The main oxides formed on combustion of $\text{Li}$,$\text{Na}$ and $\text{K}$ in excess of air are respectively:
A. $\text{Li}{{\text{O}}_{2}}\text{, N}{{\text{a}}_{2}}{{\text{O}}_{2}}\text{ and }{{\text{K}}_{2}}\text{O}$
B. $\text{L}{{\text{i}}_{2}}{{\text{O}}_{2}}\text{,N}{{\text{a}}_{2}}{{\text{O}}_{2}}\text{ and K}{{\text{O}}_{2}}$
C. $\text{L}{{\text{i}}_{2}}\text{O,N}{{\text{a}}_{2}}{{\text{O}}_{2}}\text{ and K}{{\text{O}}_{2}}$
D. $\text{L}{{\text{i}}_{2}}\text{O,N}{{\text{a}}_{2}}\text{O and K}{{\text{O}}_{2}}$

Answer 1

The combustion of metals with excess of air means the reaction of these metals with oxygen gas or (${{\text{O}}_{2}}$). When a compound or element reacts with oxygen, it forms its corresponding oxides.

Complete answer:
Let us see the reaction of certain metals like$\text{Li}$,$\text{Na}$and$\text{K}$ with ${{\text{O}}_{2}}$.
(1) Li or Lithium: Lithium is a metal with atomic number 3. When lithium metal is burned in excess of air, it combines with oxygen to form its oxide which is lithium oxide. The formation of lithium oxide occurs by the reaction $\text{4Li}+{{\text{O}}_{2}}\to 2\text{L}{{\text{i}}_{2}}\text{O}$.
(2) Na or Sodium: The reaction of metallic sodium with oxygen at 130–200 °C on a large scale; it is a process that generates sodium oxide, which absorbs oxygen to produce Sodium peroxide. The reaction is $\text{4Na}+{{\text{O}}_{2}}\to \text{2N}{{\text{a}}_{2}}\text{O}$ after absorption of oxygen then reaction is $\text{2N}{{\text{a}}_{2}}\text{O}+{{\text{O}}_{2}}\to 2\text{N}{{\text{a}}_{2}}{{\text{O}}_{2}}$.$\text{N}{{\text{a}}_{2}}{{\text{O}}_{2}}$ is sodium peroxide which is a yellowish solid.
(3) K or Potassium: By burning molten potassium in oxygen, Potassium superoxide or $\text{K}{{\text{O}}_{2}}$ is produced. The salt contains ${{\text{K}}^{+}}$ and $\text{O}_{2}^{-}$which are bounded by ionic bonds. The reaction is $\text{K}+{{\text{O}}_{2}}\to \text{K}{{\text{O}}_{2}}$. Potassium superoxide is inorganic and yellow paramagnetic solid which has the formula $\text{K}{{\text{O}}_{2}}$.

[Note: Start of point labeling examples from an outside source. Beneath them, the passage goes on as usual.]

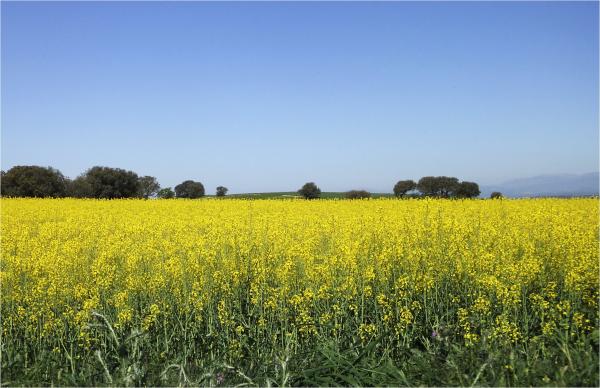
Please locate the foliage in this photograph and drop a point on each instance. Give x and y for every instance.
(357, 194)
(33, 181)
(403, 187)
(467, 190)
(106, 182)
(148, 186)
(222, 191)
(310, 191)
(189, 189)
(165, 193)
(311, 293)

The correct answer to this question is $\text{L}{{\text{i}}_{2}}\text{O,N}{{\text{a}}_{2}}{{\text{O}}_{2}}\text{ and K}{{\text{O}}_{2}}$, which is option ‘c’.

Additional Information:
Use of potassium superoxide:
(1) $\text{K}{{\text{O}}_{2}}$ is used in canisters for rebreathers for firefighting.
Use of sodium peroxide:
(1) Sodium peroxide used to bleach wood pulp for production of paper and textiles.
Use of lithium oxide:
(1) Added as a co-dopant with yttria in the zirconia ceramic top coat without affecting the expected life of the coating.

Note:
The oxides of different metals have different oxidations of oxygen in all three compounds. The oxidation state of oxygen in $\text{L}{{\text{i}}_{2}}\text{O,N}{{\text{a}}_{2}}{{\text{O}}_{2}}\text{ and K}{{\text{O}}_{2}}$is -2, -1 (peroxide linkage) and -${}^{1}/{}_{2}$ (superoxide ion).